O resultado feliz será que os depositantes, tanto os segurados como os não-segurados, na Europa como por todo o mundo, tornar-se-ão muito mais cautelosos ou até mesmo desconfiados em lidar com bancos de reservas fraccionárias. Eles estarão preparados para correr aos bancos e levantar o seu dinheiro ao menor sinal ou rumor de instabilidade. Isso vai induzir os bancos a alterar radicalmente as suas fontes de recursos para financiar empréstimos e investimentos, afastando-se dos depósitos em  direcção ao financiamento pela emissão de acções e obrigações. Como foi relatado ontem, isto é já a expectativa de muitos analistas:
Como referido por analistas, uma potencial repercussão do acordo de ontem é o efeito em cadeia que se poderá gerar no financiamento bancário. Os bancos financiam-se normalmente através de uma combinação de depósitos, de emissão de acções, de títulos preferenciais, subordinados e obrigações cobertas [obrigações hipotecárias e sobre o sector público] que são garantidos por um conjunto de activos de alta qualidade que ficam no balanço do mutuante.

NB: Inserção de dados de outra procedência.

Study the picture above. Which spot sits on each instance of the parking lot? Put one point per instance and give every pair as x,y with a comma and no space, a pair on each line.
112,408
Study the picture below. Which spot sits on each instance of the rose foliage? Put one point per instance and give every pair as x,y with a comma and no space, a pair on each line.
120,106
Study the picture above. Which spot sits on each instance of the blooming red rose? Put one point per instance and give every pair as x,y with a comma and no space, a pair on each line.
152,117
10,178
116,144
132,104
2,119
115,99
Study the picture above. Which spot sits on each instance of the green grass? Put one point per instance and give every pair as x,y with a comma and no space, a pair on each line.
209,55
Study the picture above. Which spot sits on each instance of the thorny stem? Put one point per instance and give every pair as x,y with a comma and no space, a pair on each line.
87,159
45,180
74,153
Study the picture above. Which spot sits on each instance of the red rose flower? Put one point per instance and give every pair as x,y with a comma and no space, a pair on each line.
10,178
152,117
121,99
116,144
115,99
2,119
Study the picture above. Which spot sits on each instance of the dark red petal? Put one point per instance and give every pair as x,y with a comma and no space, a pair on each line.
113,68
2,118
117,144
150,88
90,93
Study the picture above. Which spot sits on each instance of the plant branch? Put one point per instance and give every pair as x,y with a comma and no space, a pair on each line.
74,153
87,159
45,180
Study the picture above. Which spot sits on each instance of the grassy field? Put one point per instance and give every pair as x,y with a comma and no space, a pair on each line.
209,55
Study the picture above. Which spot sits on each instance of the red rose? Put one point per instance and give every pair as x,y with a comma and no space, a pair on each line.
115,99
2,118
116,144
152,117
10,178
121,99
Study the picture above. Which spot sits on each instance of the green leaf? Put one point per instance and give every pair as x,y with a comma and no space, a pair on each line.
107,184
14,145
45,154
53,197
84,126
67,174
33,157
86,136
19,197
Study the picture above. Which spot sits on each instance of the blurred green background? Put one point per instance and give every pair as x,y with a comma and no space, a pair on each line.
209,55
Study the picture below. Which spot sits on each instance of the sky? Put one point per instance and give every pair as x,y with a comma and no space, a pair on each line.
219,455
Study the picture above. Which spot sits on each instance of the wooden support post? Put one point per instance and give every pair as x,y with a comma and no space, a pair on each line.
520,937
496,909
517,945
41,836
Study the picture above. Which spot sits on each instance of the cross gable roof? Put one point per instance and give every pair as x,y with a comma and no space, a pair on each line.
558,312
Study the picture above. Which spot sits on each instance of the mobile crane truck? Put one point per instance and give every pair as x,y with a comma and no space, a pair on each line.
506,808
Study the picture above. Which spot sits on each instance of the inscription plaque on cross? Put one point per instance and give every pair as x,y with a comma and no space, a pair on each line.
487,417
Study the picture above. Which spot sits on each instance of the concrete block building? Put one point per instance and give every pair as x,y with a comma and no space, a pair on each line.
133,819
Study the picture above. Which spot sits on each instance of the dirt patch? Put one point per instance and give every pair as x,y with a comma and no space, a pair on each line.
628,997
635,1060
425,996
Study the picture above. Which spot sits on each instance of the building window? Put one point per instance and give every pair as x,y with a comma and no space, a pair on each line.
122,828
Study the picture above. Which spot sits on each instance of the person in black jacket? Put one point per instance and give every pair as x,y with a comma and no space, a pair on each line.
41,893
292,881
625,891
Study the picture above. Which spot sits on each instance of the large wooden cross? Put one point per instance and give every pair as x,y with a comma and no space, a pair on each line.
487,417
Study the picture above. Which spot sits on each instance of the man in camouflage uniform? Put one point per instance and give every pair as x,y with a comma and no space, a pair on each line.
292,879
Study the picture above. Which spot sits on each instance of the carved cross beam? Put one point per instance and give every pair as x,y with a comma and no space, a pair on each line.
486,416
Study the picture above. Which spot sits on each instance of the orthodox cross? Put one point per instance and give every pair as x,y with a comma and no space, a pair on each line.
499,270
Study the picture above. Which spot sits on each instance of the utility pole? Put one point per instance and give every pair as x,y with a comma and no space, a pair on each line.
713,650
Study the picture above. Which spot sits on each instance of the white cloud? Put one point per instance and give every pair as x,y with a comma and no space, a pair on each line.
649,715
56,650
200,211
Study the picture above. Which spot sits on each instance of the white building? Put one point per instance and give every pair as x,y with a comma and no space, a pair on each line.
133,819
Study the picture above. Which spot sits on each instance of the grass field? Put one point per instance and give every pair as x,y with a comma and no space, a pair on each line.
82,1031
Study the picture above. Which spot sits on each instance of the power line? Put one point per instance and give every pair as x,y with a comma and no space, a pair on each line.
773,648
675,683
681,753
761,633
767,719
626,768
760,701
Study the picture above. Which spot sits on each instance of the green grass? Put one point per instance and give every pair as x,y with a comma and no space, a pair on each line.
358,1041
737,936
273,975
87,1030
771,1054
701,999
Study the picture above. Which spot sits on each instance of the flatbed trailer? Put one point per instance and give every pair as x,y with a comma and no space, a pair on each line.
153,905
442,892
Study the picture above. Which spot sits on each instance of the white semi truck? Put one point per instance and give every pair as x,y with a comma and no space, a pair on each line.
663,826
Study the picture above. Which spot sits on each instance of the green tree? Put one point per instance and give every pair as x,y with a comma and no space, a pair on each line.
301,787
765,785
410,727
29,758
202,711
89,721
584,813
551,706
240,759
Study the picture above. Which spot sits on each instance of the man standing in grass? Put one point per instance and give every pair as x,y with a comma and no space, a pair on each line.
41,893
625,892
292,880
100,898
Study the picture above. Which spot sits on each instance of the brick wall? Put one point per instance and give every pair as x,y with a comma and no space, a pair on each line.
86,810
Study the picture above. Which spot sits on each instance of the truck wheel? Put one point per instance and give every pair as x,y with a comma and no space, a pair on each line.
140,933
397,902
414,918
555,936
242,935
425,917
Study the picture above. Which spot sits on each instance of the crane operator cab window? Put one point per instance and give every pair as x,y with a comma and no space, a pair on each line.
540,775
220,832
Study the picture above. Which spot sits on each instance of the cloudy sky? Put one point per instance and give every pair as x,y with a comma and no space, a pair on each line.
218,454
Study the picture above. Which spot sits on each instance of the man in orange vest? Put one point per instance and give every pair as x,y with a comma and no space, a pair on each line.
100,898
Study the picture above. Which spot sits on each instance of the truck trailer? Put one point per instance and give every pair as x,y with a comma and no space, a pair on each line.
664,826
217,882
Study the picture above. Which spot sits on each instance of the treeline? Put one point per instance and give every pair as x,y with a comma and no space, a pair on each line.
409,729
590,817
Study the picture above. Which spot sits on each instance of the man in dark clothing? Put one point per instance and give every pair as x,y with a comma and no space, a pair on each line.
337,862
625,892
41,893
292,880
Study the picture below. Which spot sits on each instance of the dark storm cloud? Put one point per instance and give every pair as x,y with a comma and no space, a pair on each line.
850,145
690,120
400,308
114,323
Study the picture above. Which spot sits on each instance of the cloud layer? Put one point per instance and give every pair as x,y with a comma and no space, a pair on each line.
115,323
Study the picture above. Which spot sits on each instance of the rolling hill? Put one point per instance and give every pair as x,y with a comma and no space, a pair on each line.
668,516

Poderá acontecer que das consequências do resgate ao Chipre resulte que os bancos fiquem mais propensos a usar obrigações convertíveis contingentes  - conhecidas por Cocos - para arrecadar dinheiro à medida que a sua capacidade de onerar activos através da emissão de obrigações cobertas atinja os limites regulamentados, afirmou Chris Bowie, do Ignis Asset Management Ltd., em Londres.

"Nós esperamos observar alguma fuga de depósitos e uma mudança no financiamento para uma combinação de obrigações cobertas, capital próprio e acções", disse Bowie, que é chefe de gestão de carteiras de crédito no Ignis, que gere uma carteira de cerca de 110 mil milhões de dólares.
Se isso de facto ocorrer, será um passo significativo em direcção a um sistema financeiro de mercado livre no qual o desfasamento radical entre as maturidades dos activos e passivos, no caso dos depósitos à ordem, será eliminado de uma vez por todas. Mais umas quantas crises bancárias na zona euro - em especial uma onde os depositantes segurados sejam chamados a participar no chamado "bail-in" -  provavelmente irá fazer com que a fé  nos seguros governamentais dos depósitos bancários se evapore completamente e com ela a confiança num sistema bancário de reservas fraccionárias.

Poderá então naturalmente surgir no mercado um sistema em que as acções, as obrigações e os genuínos depósitos a prazo - que não possam ser resgatados antes do seu vencimento - se tornem as fontes exclusivas de financiamento para empréstimos bancários e investimentos. Os depósitos à ordem, movimentáveis ou não através de cheques, seriam segregados em efectivos bancos de depósitos que mantêm reservas a 100 por cento e proporcionam uma gama de sistemas de pagamentos desde as caixas ATM aos cartões de débito. Embora esta conjectura nos possa soar excessivamente optimista, estamos certamente hoje bem mais perto de um tal resultado do que sucedia antes do "acordo do Chipre" ter sido alcançado.

É claro que estaríamos ainda mais perto se não houvesse resgate e todo o impacto das falências bancárias fosse suportado unicamente pelos credores e depositantes dos bancos falidos em vez de o ser parcialmente pelos contribuintes. A última solução teria completa e definitivamente exposto a verdadeira natureza do sistema bancário de reservas fraccionárias para que todos a pudessem ver.